All I know is that we at the BBC are as keen as you are for exciting, competitive, close racing and I think the drivers, FOTA, FOM and the FIA feel the same. Here's hoping Albert Park throws up a classic race after the most hyped build-up to a season in recent memory.
I'd expect the powers-that-be to already be making calls and formulating plans because they know that F1 has so much to offer this year and if anyone can make the sport even greater then it's them. Anyway, as Martin Brundle says, we need to give the new rules a chance.
This weekend alone the return of Michael Schumacher, Lotus and the name Senna to the sport. The looming realisation that Ferrari and Red Bull have stolen a march on their rivals, David and Eddie's white jeans, and the fact that we have four World Champions desperate to be the best of the best and that's before Massa, Vettel or Rosberg get a mention.
I maintain that 2010 will live long in the memory for all the right reasons!
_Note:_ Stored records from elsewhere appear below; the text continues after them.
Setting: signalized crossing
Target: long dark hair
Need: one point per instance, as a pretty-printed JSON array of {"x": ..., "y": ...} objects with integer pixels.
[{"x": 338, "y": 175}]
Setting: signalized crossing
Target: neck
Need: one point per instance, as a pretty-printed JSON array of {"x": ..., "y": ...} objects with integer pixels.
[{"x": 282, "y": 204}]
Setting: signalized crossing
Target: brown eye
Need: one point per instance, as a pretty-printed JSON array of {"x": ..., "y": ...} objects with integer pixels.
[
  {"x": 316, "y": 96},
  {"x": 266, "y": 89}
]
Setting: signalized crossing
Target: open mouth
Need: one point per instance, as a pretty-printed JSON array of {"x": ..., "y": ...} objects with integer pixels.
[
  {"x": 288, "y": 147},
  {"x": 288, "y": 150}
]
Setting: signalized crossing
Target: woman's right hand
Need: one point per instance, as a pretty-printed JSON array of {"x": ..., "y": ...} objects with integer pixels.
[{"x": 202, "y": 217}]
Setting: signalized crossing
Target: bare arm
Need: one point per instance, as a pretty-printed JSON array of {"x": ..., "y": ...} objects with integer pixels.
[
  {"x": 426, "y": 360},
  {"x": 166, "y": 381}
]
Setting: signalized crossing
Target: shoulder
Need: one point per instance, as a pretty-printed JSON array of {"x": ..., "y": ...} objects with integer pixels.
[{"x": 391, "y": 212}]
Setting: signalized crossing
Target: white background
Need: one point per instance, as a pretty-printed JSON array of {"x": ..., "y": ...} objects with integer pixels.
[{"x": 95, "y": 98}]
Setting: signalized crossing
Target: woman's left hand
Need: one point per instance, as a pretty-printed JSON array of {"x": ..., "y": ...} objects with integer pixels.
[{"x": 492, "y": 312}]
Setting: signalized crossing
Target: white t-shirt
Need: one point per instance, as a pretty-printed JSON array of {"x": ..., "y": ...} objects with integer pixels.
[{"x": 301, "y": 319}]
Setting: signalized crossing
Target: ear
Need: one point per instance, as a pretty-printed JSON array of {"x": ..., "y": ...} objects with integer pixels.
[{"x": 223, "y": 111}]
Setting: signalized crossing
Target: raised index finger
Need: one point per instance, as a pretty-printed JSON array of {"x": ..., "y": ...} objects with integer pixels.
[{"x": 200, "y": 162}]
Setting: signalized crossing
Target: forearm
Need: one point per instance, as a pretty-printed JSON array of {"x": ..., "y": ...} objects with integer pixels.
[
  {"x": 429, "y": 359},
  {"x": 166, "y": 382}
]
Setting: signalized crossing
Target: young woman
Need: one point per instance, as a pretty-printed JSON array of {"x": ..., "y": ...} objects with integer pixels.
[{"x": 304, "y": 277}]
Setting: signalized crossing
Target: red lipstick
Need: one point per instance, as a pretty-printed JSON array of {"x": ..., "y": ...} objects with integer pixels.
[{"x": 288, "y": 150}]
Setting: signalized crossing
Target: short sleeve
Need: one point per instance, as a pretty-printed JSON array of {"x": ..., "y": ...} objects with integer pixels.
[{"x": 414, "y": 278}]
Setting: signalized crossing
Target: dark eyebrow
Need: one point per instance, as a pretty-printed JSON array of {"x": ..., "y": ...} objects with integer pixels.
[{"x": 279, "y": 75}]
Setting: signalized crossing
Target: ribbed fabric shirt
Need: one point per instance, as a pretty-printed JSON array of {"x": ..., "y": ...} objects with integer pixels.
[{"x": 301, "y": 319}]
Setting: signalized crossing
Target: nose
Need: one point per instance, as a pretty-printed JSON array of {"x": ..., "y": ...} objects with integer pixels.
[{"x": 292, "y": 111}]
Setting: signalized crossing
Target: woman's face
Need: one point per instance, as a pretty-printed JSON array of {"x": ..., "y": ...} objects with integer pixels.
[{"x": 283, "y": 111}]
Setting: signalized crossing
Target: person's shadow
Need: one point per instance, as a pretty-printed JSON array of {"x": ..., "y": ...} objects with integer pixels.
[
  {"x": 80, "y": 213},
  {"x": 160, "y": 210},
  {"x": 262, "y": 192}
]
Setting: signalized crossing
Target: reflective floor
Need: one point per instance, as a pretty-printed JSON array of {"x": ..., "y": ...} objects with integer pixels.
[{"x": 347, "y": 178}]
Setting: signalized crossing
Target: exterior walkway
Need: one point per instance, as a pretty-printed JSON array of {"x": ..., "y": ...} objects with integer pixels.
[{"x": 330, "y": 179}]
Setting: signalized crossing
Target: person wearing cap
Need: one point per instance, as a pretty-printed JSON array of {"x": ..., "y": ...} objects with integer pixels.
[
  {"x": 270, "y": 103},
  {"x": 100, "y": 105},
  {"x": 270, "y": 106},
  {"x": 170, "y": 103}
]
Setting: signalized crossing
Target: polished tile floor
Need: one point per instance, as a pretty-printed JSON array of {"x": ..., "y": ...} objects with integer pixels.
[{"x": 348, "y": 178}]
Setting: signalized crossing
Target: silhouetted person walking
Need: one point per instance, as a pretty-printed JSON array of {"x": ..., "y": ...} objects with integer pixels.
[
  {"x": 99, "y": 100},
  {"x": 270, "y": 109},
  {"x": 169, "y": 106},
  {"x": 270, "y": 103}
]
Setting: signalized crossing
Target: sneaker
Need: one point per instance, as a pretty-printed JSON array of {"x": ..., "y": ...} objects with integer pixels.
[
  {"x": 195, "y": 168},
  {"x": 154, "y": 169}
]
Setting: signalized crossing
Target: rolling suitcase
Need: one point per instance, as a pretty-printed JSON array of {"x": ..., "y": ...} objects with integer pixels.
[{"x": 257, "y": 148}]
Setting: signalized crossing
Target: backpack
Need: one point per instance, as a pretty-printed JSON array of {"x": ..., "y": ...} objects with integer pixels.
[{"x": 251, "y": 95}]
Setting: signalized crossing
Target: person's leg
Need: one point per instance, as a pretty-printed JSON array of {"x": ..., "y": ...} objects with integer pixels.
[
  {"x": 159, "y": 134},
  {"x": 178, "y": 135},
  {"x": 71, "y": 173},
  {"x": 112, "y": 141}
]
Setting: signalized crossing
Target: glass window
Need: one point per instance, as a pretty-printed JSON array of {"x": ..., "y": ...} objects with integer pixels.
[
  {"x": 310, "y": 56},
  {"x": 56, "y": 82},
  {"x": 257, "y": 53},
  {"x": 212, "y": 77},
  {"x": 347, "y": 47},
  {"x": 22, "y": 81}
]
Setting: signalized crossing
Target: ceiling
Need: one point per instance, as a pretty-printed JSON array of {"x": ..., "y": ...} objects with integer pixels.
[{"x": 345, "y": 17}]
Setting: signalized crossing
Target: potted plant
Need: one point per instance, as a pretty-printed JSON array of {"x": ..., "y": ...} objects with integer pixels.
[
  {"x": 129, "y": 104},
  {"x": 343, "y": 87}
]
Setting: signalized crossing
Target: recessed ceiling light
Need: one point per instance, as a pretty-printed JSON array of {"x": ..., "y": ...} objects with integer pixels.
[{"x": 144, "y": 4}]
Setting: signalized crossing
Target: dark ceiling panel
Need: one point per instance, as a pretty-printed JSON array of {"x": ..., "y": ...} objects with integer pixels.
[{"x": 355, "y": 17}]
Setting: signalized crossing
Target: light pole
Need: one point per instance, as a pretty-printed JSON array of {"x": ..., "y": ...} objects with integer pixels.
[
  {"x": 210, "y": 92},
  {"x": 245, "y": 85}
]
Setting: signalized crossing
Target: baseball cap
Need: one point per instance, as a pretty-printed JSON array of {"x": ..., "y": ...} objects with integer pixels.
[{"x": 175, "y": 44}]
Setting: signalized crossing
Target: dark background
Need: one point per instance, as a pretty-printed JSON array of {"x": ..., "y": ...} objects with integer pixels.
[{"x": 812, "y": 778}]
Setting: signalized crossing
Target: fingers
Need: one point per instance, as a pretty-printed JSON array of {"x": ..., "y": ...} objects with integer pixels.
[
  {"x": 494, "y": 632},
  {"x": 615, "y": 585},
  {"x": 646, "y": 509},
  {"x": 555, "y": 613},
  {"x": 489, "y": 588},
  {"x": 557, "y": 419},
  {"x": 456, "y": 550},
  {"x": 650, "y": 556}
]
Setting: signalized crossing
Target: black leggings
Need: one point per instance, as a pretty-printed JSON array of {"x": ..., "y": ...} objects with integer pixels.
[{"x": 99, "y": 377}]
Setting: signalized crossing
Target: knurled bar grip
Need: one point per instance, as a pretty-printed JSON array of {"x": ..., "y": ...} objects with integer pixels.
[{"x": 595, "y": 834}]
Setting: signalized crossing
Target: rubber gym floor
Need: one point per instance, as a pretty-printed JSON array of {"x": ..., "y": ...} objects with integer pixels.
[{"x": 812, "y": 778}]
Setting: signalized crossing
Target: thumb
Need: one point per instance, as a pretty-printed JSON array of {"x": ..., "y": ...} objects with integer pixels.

I really enjoyed this first weekend, it reminded me just how much has changed for me in the past 12 months.
This time last year I recall going into the F1 paddock as the BBC's new presenter for the first time, almost rigid with fear and loitering in the corner not knowing anyone and feeling very conscious.
A year on and it was actually good to see some familiar faces in the paddock who've become friends over the past year.
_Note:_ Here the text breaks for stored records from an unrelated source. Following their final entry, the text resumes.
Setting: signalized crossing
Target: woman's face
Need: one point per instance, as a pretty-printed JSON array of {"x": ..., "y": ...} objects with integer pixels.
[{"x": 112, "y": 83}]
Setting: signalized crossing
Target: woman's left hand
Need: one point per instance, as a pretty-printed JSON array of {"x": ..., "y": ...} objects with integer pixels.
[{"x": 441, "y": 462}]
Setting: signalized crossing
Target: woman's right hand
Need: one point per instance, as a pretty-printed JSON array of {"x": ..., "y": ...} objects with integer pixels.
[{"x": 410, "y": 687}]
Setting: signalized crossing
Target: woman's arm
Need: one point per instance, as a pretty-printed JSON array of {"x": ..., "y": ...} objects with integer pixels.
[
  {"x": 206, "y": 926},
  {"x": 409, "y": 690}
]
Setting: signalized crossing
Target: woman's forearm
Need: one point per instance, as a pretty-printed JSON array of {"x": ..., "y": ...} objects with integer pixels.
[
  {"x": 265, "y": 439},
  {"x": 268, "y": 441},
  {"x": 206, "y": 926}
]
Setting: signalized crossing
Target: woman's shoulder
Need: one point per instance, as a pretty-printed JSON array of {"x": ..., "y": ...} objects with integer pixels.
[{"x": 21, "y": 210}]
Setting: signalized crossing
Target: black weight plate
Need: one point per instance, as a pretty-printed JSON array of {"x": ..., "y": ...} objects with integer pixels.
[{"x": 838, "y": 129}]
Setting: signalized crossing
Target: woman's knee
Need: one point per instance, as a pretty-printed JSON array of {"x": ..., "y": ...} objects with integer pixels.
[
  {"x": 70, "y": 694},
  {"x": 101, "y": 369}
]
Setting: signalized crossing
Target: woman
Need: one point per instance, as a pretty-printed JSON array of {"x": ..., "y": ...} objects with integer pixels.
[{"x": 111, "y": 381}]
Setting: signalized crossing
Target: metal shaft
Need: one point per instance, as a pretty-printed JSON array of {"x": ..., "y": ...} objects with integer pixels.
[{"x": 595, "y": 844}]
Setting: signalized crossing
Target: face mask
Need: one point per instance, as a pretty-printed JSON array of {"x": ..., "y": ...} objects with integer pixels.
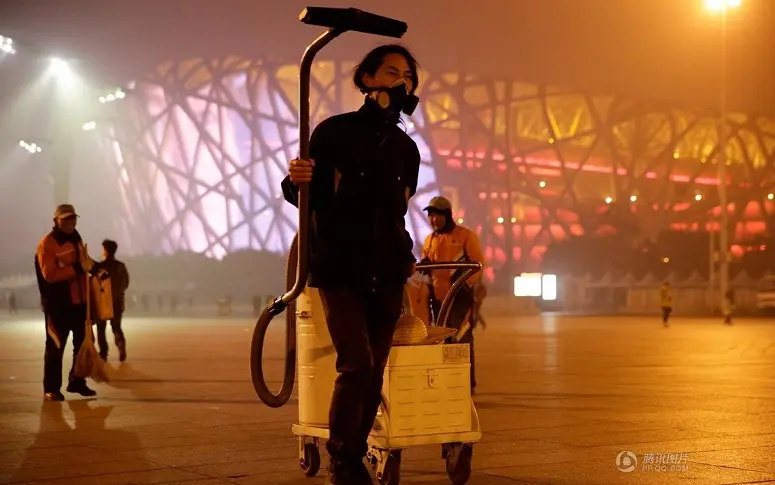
[{"x": 396, "y": 98}]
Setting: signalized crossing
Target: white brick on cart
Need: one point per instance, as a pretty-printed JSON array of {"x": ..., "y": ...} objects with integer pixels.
[{"x": 427, "y": 388}]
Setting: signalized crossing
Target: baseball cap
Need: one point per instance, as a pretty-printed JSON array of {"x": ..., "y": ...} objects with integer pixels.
[
  {"x": 439, "y": 204},
  {"x": 64, "y": 211}
]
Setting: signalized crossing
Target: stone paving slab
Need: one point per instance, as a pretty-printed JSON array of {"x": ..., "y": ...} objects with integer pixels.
[{"x": 559, "y": 398}]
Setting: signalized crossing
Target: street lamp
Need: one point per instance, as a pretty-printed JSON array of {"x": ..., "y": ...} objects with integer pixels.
[
  {"x": 30, "y": 147},
  {"x": 722, "y": 7},
  {"x": 6, "y": 45}
]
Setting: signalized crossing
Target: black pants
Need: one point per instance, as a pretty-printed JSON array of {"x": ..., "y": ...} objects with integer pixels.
[
  {"x": 361, "y": 324},
  {"x": 461, "y": 307},
  {"x": 666, "y": 311},
  {"x": 71, "y": 319},
  {"x": 118, "y": 334}
]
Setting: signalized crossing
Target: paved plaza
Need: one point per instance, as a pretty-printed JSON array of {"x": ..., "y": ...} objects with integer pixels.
[{"x": 559, "y": 399}]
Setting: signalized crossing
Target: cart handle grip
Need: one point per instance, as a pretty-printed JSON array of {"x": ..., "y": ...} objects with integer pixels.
[{"x": 353, "y": 19}]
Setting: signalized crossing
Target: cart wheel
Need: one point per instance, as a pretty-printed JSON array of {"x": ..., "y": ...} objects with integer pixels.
[
  {"x": 310, "y": 465},
  {"x": 392, "y": 473},
  {"x": 459, "y": 462}
]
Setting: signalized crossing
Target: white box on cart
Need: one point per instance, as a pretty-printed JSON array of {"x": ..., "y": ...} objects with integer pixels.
[{"x": 428, "y": 391}]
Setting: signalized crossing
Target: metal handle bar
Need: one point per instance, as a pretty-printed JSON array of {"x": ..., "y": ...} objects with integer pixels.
[
  {"x": 345, "y": 19},
  {"x": 470, "y": 268}
]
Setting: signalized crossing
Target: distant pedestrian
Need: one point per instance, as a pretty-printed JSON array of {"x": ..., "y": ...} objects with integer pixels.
[
  {"x": 666, "y": 301},
  {"x": 727, "y": 306},
  {"x": 12, "y": 309},
  {"x": 119, "y": 282}
]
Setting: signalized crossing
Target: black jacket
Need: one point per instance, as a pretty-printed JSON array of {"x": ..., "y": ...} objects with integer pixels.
[
  {"x": 365, "y": 166},
  {"x": 119, "y": 281}
]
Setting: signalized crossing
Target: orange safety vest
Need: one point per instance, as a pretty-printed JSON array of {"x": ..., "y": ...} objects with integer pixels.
[{"x": 460, "y": 244}]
The opening race weekend is unique, with even the most experienced F1 old-hand walking around bubbling with anticipation. What really struck me this time around was the camaraderie at the very back.
Lotus will probably be the most satisfied of the new teams
I think some of the hostility shown towards the new teams had a real galvanising effect on the paddock. I was chatting to a guy who told me his team had been helping out newbies, Hispania Racing, with bits and pieces all weekend.
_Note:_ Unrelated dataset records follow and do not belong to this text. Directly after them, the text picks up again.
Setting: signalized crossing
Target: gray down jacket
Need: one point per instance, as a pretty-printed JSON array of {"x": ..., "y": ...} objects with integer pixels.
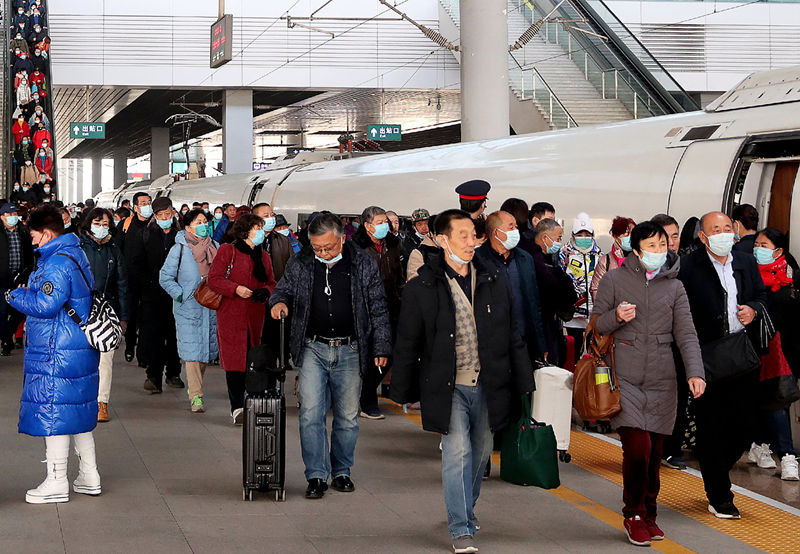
[{"x": 643, "y": 355}]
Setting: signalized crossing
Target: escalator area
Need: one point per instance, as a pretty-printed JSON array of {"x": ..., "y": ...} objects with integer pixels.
[{"x": 30, "y": 172}]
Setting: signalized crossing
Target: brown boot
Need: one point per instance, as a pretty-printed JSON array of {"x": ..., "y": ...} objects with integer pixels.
[{"x": 102, "y": 412}]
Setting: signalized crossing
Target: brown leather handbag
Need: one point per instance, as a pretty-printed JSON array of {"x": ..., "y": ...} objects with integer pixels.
[{"x": 595, "y": 389}]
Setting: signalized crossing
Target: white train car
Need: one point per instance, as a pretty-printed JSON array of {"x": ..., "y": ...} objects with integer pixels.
[{"x": 745, "y": 147}]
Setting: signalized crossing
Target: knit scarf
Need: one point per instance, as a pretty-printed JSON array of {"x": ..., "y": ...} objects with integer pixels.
[
  {"x": 203, "y": 251},
  {"x": 774, "y": 274},
  {"x": 259, "y": 271}
]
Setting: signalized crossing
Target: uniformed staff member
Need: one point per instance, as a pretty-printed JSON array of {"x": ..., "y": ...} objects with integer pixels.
[{"x": 472, "y": 197}]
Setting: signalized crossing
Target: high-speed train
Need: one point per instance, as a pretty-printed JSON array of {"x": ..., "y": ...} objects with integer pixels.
[{"x": 745, "y": 147}]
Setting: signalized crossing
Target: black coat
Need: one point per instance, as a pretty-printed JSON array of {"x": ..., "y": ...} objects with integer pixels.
[
  {"x": 424, "y": 365},
  {"x": 7, "y": 280},
  {"x": 370, "y": 314},
  {"x": 108, "y": 268},
  {"x": 707, "y": 298},
  {"x": 390, "y": 264}
]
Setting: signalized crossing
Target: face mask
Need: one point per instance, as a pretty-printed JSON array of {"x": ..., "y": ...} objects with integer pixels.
[
  {"x": 99, "y": 231},
  {"x": 554, "y": 248},
  {"x": 764, "y": 256},
  {"x": 381, "y": 231},
  {"x": 721, "y": 243},
  {"x": 330, "y": 262},
  {"x": 512, "y": 239},
  {"x": 653, "y": 261},
  {"x": 202, "y": 230},
  {"x": 259, "y": 238}
]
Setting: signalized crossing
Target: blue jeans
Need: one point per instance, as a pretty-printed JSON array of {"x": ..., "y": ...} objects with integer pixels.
[
  {"x": 329, "y": 377},
  {"x": 465, "y": 450}
]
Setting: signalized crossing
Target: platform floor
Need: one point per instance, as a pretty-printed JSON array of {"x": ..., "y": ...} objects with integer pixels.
[{"x": 172, "y": 483}]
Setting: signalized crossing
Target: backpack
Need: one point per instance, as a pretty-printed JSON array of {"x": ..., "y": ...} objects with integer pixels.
[{"x": 102, "y": 328}]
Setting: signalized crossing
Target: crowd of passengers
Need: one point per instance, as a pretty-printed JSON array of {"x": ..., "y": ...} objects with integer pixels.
[{"x": 454, "y": 311}]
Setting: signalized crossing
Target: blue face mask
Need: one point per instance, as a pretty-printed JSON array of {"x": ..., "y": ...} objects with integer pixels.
[
  {"x": 584, "y": 243},
  {"x": 99, "y": 231},
  {"x": 512, "y": 239},
  {"x": 653, "y": 261},
  {"x": 332, "y": 261},
  {"x": 202, "y": 230},
  {"x": 259, "y": 238},
  {"x": 381, "y": 231},
  {"x": 764, "y": 256}
]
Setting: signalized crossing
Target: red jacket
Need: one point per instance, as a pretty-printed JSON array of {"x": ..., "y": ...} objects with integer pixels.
[
  {"x": 39, "y": 136},
  {"x": 20, "y": 131},
  {"x": 239, "y": 321}
]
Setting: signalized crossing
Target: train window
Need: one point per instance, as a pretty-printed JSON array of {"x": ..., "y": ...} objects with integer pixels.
[{"x": 699, "y": 133}]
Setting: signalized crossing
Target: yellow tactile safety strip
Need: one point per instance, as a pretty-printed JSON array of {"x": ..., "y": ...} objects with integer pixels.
[
  {"x": 762, "y": 526},
  {"x": 581, "y": 502}
]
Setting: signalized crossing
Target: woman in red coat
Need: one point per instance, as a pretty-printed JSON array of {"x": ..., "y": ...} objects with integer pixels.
[{"x": 242, "y": 274}]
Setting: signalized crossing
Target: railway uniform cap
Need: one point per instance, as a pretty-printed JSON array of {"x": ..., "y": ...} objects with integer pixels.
[
  {"x": 476, "y": 189},
  {"x": 582, "y": 223},
  {"x": 420, "y": 214}
]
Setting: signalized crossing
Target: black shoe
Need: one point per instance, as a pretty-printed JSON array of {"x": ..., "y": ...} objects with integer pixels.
[
  {"x": 343, "y": 483},
  {"x": 152, "y": 387},
  {"x": 316, "y": 488},
  {"x": 725, "y": 511}
]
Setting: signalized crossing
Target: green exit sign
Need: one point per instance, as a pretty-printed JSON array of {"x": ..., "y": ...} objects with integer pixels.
[
  {"x": 383, "y": 132},
  {"x": 87, "y": 130}
]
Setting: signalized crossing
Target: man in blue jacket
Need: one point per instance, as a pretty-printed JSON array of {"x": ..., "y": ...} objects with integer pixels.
[{"x": 59, "y": 394}]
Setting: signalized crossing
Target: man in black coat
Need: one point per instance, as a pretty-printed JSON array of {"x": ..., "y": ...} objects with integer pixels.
[
  {"x": 726, "y": 295},
  {"x": 459, "y": 352},
  {"x": 16, "y": 262},
  {"x": 147, "y": 251},
  {"x": 340, "y": 328}
]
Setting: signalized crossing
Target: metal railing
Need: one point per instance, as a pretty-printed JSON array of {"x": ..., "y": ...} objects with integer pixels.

Even on the back of the grid there were handshakes, high fives and 'good lucks' all round despite there being a real desperation to stake a claim to be best of the new teams.
I think Lotus will be the most satisfied, I won't repeat what Mike Gascoyne said when he was out qualified by a Virgin Racing car by a tenth of a second on Saturday, but I will tell you that there were tears in the Lotus garage as Heikki and Jarno both put in sterling performances.
They were both relaxed, realistic, focussed and clearly ready to work hard to claw back the gap to the guys at the front. However, the fact they wanted to hang out with us is an example of where F1 gets it spot on.
Patrick Head's guided tour of the new Williams FW32, Mike Gascoyne interviewing his own drivers (and calling them twits!) for us after the race, and numerous other drivers, bosses and big hitters sharing their thoughts with us over the weekend.
I maintain that no other sport is as accessible and as open to the media as Formula One, and we're just really keen to keep on exploiting that access to take you all to the heart of the action this weekend.
All we need is the on-track action to help spice things up, and the sport we all love and have all missed over the winter will be living up to expectations in every sense.